New Research Suggests Rapid Treatment Of HIV With Antiretrovirals Can "Cure" The Virus

Of 70 patients treated in a study by the Institut Pasteur in Paris, 14 had not suffered a recurrence of the disease an average of 7 years after stopping the medication.

More research seems to be pointing to how rapid treatment of the HIV virus with medication can "eliminate" the disease in some cases. The findings come two weeks after a baby infected with HIV at birth was found to be free of the virus after a few years.

Researchers at the Pasteur Institute in Paris treated 70 recently infected patients, who had contracted the virus between 35 days and 10 weeks earlier, with standard antiretroviral drugs.

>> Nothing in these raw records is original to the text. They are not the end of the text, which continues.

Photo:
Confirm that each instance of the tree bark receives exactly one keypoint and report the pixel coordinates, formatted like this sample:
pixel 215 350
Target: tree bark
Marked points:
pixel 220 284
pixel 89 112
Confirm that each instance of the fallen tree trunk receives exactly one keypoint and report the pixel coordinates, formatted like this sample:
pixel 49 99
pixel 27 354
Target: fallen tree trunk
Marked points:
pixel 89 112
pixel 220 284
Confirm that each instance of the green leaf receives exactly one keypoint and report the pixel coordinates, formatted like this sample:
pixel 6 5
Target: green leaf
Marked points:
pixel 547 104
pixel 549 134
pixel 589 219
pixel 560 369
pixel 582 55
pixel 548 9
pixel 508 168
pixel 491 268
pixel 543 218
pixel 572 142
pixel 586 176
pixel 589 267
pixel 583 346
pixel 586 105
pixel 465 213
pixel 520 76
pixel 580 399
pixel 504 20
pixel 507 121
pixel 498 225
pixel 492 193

After all of the patients had stopped taking the medication for various reasons, it was found that, in 14 of the subjects, the disease remained at a low enough level for them to stay off the medication. All of the 14 adults, none of whom are "super-controllers"—the one percent of the population naturally resistant to the disease, have been off the ARVs for an average of seven years.

Asier Saez-Cirion, one of the scientists on the projects, outlined the benefits to early treatment. "It limits the reservoir of HIV that can persist, limits the diversity of the virus and preserves the immune response to the virus that keeps it in check." The subjects all suffered bad reactions to being infected with the virus—a boon in their early diagnosis and treatment. "Paradoxically, doing badly helped them do better later," said Saez-Cirion.